Naar boven ↑

Rechtspraak

Uitspraakdatum

28-06-2016

ECLI

ECLI:NL:TADRAMS:2016:141

Zaaknummer

16-189/A/A

Inhoudsindicatie

Verzetbeslissing. Klacht tegen eigen advocaat. Verzet ongegrond.

Uitspraak

Beslissing van de Raad van Discipline in het ressort Amsterdam

van 28 juni 2016

in de zaak 16-189/A/A

naar aanleiding van het verzet tegen de beslissing van de plaatsvervangend voorzitter van de raad van discipline van 17 maart 2016 op de klacht van:

klager

tegen:

verweerder

1 VERLOOP VAN DE PROCEDURE

1.1 Bij brief van 17 oktober 2015 heeft klager bij de deken van de Orde van Advocaten in het arrondissement Amsterdam (hierna: “de deken”) een klacht ingediend over verweerder.

1.2 Bij brief aan de raad van 3 maart 2016 met kenmerk 4015-0712, door de raad ontvangen op 3 maart 2016, heeft de deken de klacht ter kennis van de raad gebracht.

1.3 Bij beslissing van 17 maart 2016 heeft de plaatsvervangend voorzitter van de raad (hierna: "de voorzitter") de klacht kennelijk ongegrond verklaard, welke beslissing op 17 maart 2016 is verzonden aan klager.

1.4 Bij brieven van 19 maart en 27 maart 2016, door de raad ontvangen op 22 maart 2016 respectievelijk 4 april 2016, heeft klager verzet ingesteld tegen de beslissing van de voorzitter.

1.5 Het verzet is behandeld ter zitting van de raad van 17 mei 2016 in aanwezigheid van klager en verweerder.

1.6 De raad heeft kennisgenomen van de beslissing van de voorzitter waarvan verzet en van de stukken waarop de beslissing blijkens de tekst daarvan is gegeven, alsmede van het verzetschrift van klager van 19 maart 2016 zoals aangevuld bij brief van 27 maart 2016, en van de brieven van klager aan de raad van 13 en 15 april 2016.

2 FEITEN EN KLACHT

2.1 Voor een weergave van de vaststaande feiten en de omschrijving van de klacht verwijst de raad naar de beslissing van de voorzitter.

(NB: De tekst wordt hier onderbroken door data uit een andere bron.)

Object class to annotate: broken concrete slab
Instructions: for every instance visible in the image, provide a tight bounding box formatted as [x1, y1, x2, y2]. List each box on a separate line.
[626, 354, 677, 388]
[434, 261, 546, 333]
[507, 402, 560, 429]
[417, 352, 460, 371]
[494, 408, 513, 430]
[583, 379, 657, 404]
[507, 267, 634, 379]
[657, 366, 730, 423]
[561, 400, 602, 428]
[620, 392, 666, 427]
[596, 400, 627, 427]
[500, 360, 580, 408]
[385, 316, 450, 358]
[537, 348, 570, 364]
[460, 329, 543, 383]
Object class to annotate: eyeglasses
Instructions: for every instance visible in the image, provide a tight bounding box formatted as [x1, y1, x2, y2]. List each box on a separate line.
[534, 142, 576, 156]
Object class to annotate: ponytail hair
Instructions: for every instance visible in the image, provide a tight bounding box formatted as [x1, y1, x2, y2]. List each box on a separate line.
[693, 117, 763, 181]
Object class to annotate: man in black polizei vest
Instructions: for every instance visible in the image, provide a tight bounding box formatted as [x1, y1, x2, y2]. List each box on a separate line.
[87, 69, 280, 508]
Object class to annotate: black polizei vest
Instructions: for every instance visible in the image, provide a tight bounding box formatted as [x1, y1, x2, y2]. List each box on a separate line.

Tegen die weergave komt klager in verzet niet op.

3 VERZET

De gronden van het verzet houden, zakelijk weergegeven, het volgende in:

3.1 de voorzitter is niet uitgegaan van de juiste inventarislijst;

3.2 klager heeft recht op een mondelinge behandeling van zijn zaak;

3.3 in de beslissing van de voorzitter zijn onvolledige citaten opgenomen;

3.4 de Advocatenwet zoals gewijzigd per 1 januari 2015 is niet van toepassing;

3.5 de voorzitter heeft miskend dat klager “heer van het proces” is.

4 BEOORDELING

4.1 De raad is van oordeel dat de voorzitter bij de beoordeling de juiste maatstaf heeft toegepast en voorts acht heeft geslagen op alle relevante omstandigheden van het geval. Terecht heeft klager aangevoerd dat in de beslissing van 17 maart 2016 geen melding wordt gemaakt van zijn brief aan de raad gedateerd 10 maart 2016, door de raad ontvangen op 15 maart 2016. De inhoud van die brief bevat echter geen informatie of standpunten die een ander licht op de zaak werpen en had dus ook niet tot een ander oordeel van de voorzitter kunnen leiden. Naar het oordeel van de raad kunnen de door klager aangevoerde gronden dan ook niet slagen en heeft de voorzitter de klacht terecht en op juiste gronden kennelijk ongegrond bevonden.

4.2 Nu het verzet van klager tegen de beslissing van de voorzitter ook overigens geen nieuwe gezichtspunten oplevert, is er geen plaats voor verder onderzoek naar de klacht en moet het verzet ongegrond worden verklaard.

BESLISSING

De raad van discipline:

 verklaart het verzet ongegrond.

Aldus beslist door mr. A.P. Schoonbrood-Wessels, voorzitter, mrs. M. Middeldorp, S. Wieberdink, leden, bijgestaan door mr. J.H. Bennaars als griffier en uitgesproken ter openbare zitting van 28 juni 2016.

 

Griffier Voorzitter

 

mededelingen van de griffier ter informatie:

Deze beslissing is in afschrift op 28 juni 2016.

verzonden aan:

- klager

- verweerder

- de deken van de Orde van Advocaten in het arrondissement Amsterdam.

Op grond van artikel 46h lid 7 Advocatenwet kan van deze beslissing geen hoger beroep worden ingesteld.